The personal cost from “unnecessary” confinement, which normally could not be recovered or insured against, can be devastating, leading to career and job loss. 


We all hear that surveillance by outdoor cameras is intense in China, and somewhat intense in the UK, at least in larger cities.  Even though most retail businesses and buildings have outdoor security cameras in the U.S. too, they are not used widely for “stalking” except after specific crimes have occurred.  I don’t have a sense of whether police in the US could really use them to track requested self-confinements.

You could consider not using credit cards in some businesses that are crowded, like bars.

You could think about what you post on social media (like checking in to a location on Facebook).  

You could consider turning off persistent identifiers in your web browsers. 
   
You could consider using VPN, especially when on laptops away from home, and turning off location on your phone. 

This is something to start thinking about, and looking for unprecedented public health steps, especially when away from home, even within the U.S., in the next few months. 
  
Update: Saturday, Feb. 8 
   
A New York Times editorial indicates that face-identification surveillance (with cell phone tracking) is getting much worse in the U.S. than I had thought. 

Wednesday, January 22, 2020

Did a hack of Bezos's smartphone affect Washington Post coverage of Saudi Arabia?


Apparently big corporate executives are not safe.
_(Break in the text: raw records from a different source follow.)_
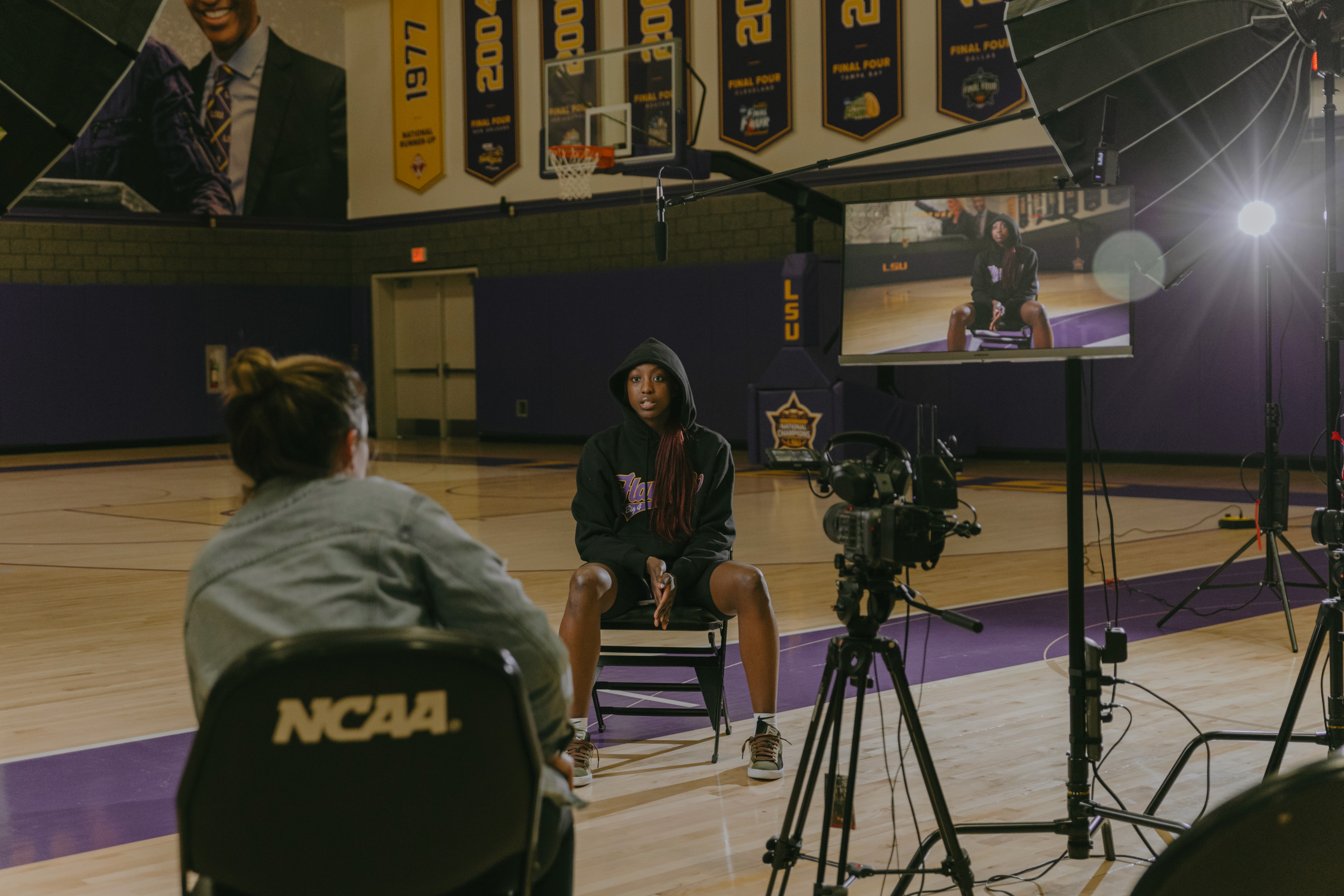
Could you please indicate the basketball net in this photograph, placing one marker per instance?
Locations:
(575, 166)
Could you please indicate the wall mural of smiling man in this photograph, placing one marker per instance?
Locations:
(275, 116)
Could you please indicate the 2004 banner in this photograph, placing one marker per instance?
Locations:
(417, 105)
(976, 76)
(490, 86)
(571, 29)
(648, 89)
(861, 65)
(756, 100)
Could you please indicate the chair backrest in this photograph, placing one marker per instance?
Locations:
(1277, 838)
(362, 761)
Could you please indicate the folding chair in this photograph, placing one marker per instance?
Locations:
(709, 664)
(364, 761)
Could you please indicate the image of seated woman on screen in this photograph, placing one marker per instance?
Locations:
(1003, 292)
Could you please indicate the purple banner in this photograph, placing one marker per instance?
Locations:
(490, 88)
(861, 66)
(978, 78)
(756, 80)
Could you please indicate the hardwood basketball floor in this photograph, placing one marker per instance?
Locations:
(95, 549)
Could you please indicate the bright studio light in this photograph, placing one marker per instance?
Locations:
(1256, 218)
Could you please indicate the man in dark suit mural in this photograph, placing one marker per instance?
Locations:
(276, 117)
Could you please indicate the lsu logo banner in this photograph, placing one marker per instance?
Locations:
(861, 66)
(756, 99)
(382, 715)
(417, 101)
(978, 78)
(794, 425)
(490, 88)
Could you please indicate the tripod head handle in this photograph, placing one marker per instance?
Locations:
(908, 594)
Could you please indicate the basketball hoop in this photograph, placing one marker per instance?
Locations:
(575, 166)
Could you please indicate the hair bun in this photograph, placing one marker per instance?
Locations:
(252, 373)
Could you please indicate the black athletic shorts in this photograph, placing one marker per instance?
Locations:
(632, 590)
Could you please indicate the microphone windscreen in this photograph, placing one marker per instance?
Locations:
(661, 240)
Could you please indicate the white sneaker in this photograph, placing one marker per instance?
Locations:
(585, 761)
(767, 756)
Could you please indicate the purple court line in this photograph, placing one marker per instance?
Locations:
(72, 803)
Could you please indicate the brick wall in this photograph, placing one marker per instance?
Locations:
(733, 229)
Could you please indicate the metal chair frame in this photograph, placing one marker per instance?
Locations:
(709, 663)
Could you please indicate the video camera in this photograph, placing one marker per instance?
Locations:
(894, 511)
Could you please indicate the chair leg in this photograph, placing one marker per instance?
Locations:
(597, 706)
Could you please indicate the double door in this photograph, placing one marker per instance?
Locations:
(435, 357)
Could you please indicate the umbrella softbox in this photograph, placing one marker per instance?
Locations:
(60, 60)
(1212, 97)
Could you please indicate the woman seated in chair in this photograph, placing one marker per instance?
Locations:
(654, 518)
(317, 546)
(1003, 292)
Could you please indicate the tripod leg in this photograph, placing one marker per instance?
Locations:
(1304, 680)
(1303, 561)
(786, 846)
(1205, 584)
(1277, 582)
(958, 860)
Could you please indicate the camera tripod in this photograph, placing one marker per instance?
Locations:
(850, 660)
(1272, 507)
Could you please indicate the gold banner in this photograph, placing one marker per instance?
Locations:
(417, 93)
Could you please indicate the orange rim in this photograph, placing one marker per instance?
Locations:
(605, 155)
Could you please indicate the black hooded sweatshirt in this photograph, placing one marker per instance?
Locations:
(616, 485)
(990, 280)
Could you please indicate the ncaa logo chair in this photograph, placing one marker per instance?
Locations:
(334, 764)
(991, 339)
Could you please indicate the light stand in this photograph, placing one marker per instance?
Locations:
(1272, 507)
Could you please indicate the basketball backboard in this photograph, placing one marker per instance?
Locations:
(630, 100)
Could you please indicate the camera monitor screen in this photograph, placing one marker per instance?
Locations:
(1003, 277)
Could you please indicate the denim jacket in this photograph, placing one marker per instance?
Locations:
(341, 553)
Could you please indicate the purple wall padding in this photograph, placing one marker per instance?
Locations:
(554, 340)
(127, 363)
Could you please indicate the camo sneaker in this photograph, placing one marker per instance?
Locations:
(767, 754)
(585, 761)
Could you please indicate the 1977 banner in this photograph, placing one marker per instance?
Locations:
(976, 76)
(490, 84)
(571, 29)
(861, 65)
(756, 81)
(648, 88)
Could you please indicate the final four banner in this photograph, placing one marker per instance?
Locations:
(976, 76)
(756, 80)
(490, 84)
(861, 65)
(571, 29)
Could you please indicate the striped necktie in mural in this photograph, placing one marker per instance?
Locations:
(220, 117)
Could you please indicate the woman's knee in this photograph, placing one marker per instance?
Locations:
(589, 584)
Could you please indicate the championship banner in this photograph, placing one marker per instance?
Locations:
(651, 101)
(571, 27)
(861, 66)
(756, 81)
(490, 84)
(417, 101)
(976, 76)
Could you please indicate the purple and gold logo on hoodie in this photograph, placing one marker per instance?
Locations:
(639, 495)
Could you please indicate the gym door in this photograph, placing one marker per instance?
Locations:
(435, 367)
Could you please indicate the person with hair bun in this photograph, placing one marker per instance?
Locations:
(318, 546)
(654, 518)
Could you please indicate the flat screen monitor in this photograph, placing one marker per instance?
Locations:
(1019, 277)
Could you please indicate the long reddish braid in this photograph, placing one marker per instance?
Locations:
(674, 488)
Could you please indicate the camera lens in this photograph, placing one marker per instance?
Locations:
(835, 523)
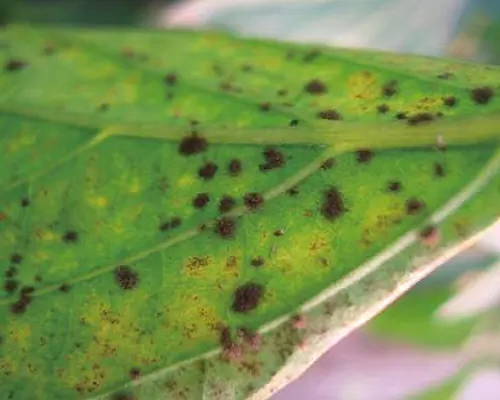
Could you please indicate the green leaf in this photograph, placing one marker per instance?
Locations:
(127, 274)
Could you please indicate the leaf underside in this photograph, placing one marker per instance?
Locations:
(121, 262)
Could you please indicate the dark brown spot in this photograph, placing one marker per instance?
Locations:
(225, 227)
(265, 106)
(70, 237)
(364, 156)
(274, 159)
(126, 278)
(234, 167)
(330, 114)
(253, 200)
(192, 144)
(207, 171)
(315, 86)
(171, 79)
(482, 95)
(10, 285)
(247, 297)
(16, 258)
(333, 205)
(414, 206)
(450, 101)
(201, 200)
(15, 64)
(439, 170)
(390, 88)
(383, 108)
(134, 373)
(420, 118)
(226, 204)
(258, 261)
(394, 186)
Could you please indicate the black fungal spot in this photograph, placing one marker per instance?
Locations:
(126, 278)
(394, 186)
(15, 64)
(247, 297)
(274, 159)
(258, 261)
(201, 200)
(234, 167)
(225, 227)
(333, 204)
(482, 95)
(330, 114)
(390, 88)
(253, 200)
(450, 101)
(16, 258)
(439, 170)
(70, 237)
(192, 144)
(419, 118)
(265, 106)
(315, 86)
(226, 204)
(207, 171)
(383, 108)
(414, 206)
(364, 156)
(171, 79)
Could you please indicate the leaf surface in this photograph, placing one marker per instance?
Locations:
(162, 190)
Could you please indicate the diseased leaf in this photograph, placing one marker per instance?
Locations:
(167, 193)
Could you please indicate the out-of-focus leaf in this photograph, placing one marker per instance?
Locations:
(160, 187)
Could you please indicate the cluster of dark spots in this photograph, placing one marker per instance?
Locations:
(449, 101)
(414, 206)
(15, 64)
(333, 204)
(234, 167)
(247, 297)
(364, 156)
(134, 373)
(126, 277)
(258, 261)
(175, 222)
(171, 79)
(225, 227)
(201, 200)
(65, 288)
(253, 200)
(226, 204)
(328, 164)
(394, 186)
(70, 237)
(208, 170)
(16, 258)
(482, 95)
(383, 108)
(192, 144)
(419, 118)
(315, 86)
(439, 170)
(330, 114)
(265, 106)
(390, 88)
(273, 159)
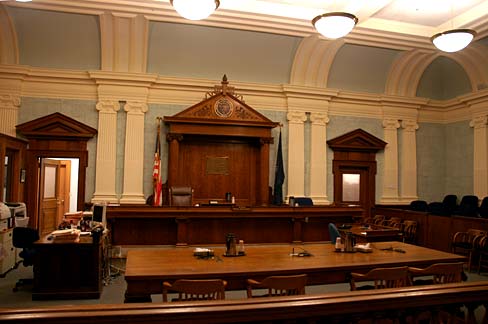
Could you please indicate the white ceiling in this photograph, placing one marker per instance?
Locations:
(400, 24)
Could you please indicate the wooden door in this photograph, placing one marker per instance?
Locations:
(49, 196)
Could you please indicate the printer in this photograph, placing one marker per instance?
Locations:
(18, 213)
(6, 221)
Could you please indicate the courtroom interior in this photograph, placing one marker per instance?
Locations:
(247, 150)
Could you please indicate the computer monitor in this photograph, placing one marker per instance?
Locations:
(99, 214)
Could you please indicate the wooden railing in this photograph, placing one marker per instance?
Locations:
(400, 305)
Jeff Bezos’s phone (with WhatsApp) was apparently hacked by the personal account of the Saudi Crown Prince, according to a Guardian story.  
   
  
Critics have said this would not have happened with a landline.
  
The hack is said to perhaps have compromised objective coverage of Saudi Arabia and the recent Khashoggi murder in the Washington Post.

Sara Morrison explains for Vox how this WhatsApp attack could happen to anyone. 

Tuesday, January 21, 2020

Big Tech wants you to stop depending on passwords, use your own body for recognition


CNBC reports “Why Big Tech Wants You to Ditch  Your Password”.


Kevin Mitnick describes how he got into hacking and served 5 years in prison.  Now he says he is an “ethical hacker”.

It is possible for crooks to get access to “databreach” databases.

Gradually companies are introducing biometric identification as well as two-factor id, and are more likely to make it mandatory or preferred for an app.

My concern would be that some change happens to your body and it doesn’t work.  Retinal scans are possible.  Particularly of note if FIDO (facial) but that could raise issues I discussed on the main blog today.  Apple has not fully embraced FIDO yet.

The Apple Watch could be used this way, or bracelets could be designed for this purpose. A few companies have tried small hand implants near the thumb. 
   
Ad hoc, I would wonder if tattoos could be used some day, and I personally find them disfiguring.
  
Passwords are the “cockroaches of the Internet”.

Friday, January 17, 2020

NSA instructs Microsoft to make emergency patch to Windows 10, unusual situation



The NSA, of all people, has intervened and insisted that Microsoft release a patch to a serious vulnerability in its encryption in Windows 10 computers and servers.  The document is here.   The NSA notes a problem that could affected secure signatures (as financial documents) and https.  It could also affect selective connections to the Internet (note, like airgaps with power companies). 
    
The patch is said to have been released Tuesday Jan. 16 and if you ran the regular monthly upgrade you are “all set”. 

   
CISA also has the alert here
   
But on one of my machines, HP also then did a firmware update (unusual).
  
Techradar reports that this patch would not update on some computers.